Das Kirchengebäude wird so zum Abbild des himmlischen Jerusalem, wie es in Offb.21,10ff. beschrieben wird: »Und zeigte mir die heilige Stadt, Jerusalem, welches von Gott aus dem Himmel herabkam. Sie hatte den Strahlenglanz Gottes. Ihr Glanz war wie der köstlichste Edelstein, wie der kristallartige Jaspis. Groß und hoch waren die Mauern; 12 Tore hatte sie und über den Toren 12 Engel... Die Mauer der Stadt hatte 12 Grundsteine, auf diesen standen die 12 Namen der 12 Apostel des Lammes... Die Straßen der Stadt waren reines Gold, dem durchsichtigen Kristalle gleich... Die Stadt bedarf nicht der Sonne, noch des Mondes zu ihrer Beleuchtung; denn die Herrlichkeit Gottes erleuchtet sie.«
Wenn wir ein Kirchengebäude betreten, gehen wir in einen Raum, der den Abglanz des himmlischen Jerusalem widerspiegelt. Seine Tore, die den Eingang zum Himmel bedeuten, seine Straßen in Form von Prozessionsstraßen (von unseren Brautleuten und unseren Konfirmanden wird der Mittelgang gerne zum Einzug bevorzugt), seine strahlenden Wände und besonders seine Fenster, die seit der Gotik mit ihrer Glasmalerei das göttliche Licht in die Kirche eindringen lassen und somit die feiernde und betende Gemeinde mit Gott „ vereint, geben ein deutliches Zeichen davon. Wir sollen schon jetzt etwas von der kommenden Herrlichkeit erleben.

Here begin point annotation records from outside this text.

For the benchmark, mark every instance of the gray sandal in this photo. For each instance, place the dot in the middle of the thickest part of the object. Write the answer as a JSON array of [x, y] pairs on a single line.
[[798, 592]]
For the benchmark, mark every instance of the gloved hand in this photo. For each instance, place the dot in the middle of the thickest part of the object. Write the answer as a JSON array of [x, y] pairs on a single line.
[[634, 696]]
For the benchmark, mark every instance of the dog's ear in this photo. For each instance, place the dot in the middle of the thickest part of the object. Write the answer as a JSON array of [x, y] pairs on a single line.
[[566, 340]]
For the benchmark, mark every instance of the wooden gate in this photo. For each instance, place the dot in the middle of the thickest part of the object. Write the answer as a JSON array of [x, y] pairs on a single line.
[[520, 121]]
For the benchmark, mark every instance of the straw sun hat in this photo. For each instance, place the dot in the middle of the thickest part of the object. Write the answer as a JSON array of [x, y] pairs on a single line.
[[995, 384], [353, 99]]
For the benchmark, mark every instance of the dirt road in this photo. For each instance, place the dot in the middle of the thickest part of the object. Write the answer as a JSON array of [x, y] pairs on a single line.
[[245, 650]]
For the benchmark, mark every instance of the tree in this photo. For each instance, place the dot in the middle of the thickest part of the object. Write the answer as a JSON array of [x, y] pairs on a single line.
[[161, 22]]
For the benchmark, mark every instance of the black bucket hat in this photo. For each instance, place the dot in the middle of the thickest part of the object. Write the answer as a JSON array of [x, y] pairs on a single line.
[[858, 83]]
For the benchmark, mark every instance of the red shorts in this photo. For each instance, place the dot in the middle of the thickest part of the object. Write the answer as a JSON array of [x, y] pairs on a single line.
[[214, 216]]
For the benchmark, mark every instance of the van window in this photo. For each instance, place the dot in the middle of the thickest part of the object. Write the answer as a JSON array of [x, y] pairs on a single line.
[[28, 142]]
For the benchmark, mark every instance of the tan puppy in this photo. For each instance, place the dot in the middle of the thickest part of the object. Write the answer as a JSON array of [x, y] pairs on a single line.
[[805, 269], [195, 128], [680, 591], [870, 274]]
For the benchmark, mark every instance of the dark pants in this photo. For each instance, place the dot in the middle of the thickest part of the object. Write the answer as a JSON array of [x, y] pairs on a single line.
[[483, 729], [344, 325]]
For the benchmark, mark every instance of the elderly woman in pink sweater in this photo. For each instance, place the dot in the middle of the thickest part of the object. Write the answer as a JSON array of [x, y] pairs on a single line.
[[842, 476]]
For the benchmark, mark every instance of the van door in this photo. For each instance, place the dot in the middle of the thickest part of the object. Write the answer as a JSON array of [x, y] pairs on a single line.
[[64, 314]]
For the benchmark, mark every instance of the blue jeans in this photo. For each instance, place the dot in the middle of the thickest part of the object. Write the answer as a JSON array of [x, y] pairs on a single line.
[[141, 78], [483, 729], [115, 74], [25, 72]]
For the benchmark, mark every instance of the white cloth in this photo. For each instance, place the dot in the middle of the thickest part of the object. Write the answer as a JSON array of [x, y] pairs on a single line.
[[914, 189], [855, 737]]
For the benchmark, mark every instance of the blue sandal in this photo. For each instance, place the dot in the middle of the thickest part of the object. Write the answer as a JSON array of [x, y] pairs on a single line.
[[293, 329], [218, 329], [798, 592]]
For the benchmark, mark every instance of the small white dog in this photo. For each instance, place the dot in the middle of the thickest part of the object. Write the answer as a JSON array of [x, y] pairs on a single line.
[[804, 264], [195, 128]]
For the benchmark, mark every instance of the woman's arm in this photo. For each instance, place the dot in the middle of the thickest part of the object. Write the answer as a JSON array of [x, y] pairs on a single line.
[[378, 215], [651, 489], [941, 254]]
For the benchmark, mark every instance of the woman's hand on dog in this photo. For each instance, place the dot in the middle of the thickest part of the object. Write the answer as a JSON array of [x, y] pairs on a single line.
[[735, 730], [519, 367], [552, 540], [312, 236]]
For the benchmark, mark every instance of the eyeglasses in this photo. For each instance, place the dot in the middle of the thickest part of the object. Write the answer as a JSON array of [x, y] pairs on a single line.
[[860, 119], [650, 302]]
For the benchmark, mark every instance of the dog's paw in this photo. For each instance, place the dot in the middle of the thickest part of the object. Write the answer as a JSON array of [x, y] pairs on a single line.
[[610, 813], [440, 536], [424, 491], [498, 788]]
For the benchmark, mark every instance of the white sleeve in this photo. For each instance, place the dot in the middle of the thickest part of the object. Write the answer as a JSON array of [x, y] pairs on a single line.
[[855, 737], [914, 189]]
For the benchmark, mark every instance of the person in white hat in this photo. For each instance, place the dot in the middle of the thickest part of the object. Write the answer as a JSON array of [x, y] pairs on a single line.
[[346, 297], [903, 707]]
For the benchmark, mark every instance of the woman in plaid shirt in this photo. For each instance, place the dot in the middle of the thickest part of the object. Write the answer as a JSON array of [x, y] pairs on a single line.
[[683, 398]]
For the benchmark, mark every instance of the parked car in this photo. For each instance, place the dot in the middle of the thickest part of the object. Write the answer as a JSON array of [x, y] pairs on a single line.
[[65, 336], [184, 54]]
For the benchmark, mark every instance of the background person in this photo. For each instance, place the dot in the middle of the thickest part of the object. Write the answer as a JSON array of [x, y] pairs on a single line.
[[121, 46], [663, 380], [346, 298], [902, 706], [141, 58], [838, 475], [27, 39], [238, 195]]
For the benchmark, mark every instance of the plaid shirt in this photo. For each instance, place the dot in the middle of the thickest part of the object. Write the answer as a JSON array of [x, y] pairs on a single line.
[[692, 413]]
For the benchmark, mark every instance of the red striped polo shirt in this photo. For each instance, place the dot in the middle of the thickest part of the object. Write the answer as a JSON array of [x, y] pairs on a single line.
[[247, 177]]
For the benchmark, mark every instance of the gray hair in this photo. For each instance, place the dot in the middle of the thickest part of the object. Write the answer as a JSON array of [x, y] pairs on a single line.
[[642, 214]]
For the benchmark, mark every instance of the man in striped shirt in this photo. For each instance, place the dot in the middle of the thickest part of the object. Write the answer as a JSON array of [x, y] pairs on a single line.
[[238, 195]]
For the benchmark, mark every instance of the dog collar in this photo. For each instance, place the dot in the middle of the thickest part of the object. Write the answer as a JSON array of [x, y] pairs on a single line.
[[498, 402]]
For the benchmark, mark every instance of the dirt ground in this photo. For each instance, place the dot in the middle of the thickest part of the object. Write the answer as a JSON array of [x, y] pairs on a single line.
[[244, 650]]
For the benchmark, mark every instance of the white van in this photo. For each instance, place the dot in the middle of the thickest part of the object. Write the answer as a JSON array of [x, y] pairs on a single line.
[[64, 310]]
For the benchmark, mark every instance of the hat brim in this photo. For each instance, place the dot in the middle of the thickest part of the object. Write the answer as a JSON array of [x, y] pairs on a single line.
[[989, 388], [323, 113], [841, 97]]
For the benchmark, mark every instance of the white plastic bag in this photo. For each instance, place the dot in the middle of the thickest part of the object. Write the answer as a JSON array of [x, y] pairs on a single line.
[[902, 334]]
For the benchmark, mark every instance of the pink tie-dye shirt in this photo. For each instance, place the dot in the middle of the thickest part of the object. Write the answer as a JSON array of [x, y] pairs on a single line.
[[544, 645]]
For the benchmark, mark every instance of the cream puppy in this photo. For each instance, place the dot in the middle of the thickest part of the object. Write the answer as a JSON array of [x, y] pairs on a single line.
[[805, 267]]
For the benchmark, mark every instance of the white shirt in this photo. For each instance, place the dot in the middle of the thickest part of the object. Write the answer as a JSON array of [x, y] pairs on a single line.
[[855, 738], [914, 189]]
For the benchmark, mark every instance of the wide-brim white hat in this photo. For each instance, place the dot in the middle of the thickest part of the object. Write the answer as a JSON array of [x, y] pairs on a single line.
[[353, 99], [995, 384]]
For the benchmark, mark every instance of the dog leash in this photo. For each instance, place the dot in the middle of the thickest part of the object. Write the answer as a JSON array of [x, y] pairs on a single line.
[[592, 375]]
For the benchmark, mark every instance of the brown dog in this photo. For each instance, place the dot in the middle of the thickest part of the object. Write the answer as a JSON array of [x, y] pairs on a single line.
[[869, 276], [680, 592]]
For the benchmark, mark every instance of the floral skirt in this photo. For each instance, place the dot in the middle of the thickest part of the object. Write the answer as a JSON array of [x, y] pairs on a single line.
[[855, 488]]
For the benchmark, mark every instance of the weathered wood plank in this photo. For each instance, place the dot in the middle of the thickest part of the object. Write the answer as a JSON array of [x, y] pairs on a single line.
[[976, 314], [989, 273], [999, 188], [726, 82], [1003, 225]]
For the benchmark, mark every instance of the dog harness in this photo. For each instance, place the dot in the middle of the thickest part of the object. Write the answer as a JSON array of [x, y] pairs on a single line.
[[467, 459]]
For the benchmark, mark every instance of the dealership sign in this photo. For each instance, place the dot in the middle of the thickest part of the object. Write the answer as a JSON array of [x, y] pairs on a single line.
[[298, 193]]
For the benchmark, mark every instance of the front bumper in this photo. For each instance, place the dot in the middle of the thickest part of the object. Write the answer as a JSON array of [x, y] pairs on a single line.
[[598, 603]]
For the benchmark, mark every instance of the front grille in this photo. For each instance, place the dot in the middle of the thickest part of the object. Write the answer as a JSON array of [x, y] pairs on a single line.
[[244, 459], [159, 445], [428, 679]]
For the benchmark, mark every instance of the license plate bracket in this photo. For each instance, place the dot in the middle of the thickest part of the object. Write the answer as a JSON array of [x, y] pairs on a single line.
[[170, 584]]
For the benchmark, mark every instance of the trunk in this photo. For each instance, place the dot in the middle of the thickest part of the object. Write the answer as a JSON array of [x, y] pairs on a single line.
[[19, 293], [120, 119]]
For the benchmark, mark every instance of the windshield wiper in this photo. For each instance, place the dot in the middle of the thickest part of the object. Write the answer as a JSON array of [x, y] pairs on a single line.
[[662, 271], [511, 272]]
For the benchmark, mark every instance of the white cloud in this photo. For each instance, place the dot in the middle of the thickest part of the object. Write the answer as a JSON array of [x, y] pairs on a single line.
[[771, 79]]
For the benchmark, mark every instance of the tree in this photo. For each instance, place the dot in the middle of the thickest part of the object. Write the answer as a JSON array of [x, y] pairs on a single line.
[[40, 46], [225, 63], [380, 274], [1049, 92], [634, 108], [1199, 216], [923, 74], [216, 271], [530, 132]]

Diese Tradition wurde und wird vor allem in den katholischen Kirchen gepflegt, während die evangelischen Kirchen sich sehr distanziert und auch kritisch gegenüber dieser Interpretation eines Kirchengebäudes äußerten. Da unser Chorraum, der älteste Teil unserer Kirche, diese Tradition verkörpert, wollen wir uns im nächsten Regenbogen ausführlich mit seiner Architektur und besonders mit seinen Fenstern beschäftigen.
Durch einen Triumphbogen betreten wir den Chorraum, den ältesten Teil unserer Kirche. Jene ließen sich die römischen Kaiser nach einem Sieg errichten. Der Vergleich mit dem Sieg Jesu über die Macht des Satans, der am Ende der Zeit für immer vernichtet werden soll, liegt nahe. Der Gläubige wird mit dem Triumphbogen daran erinnert, dass Christus schon jetzt der Herr der Welt ist.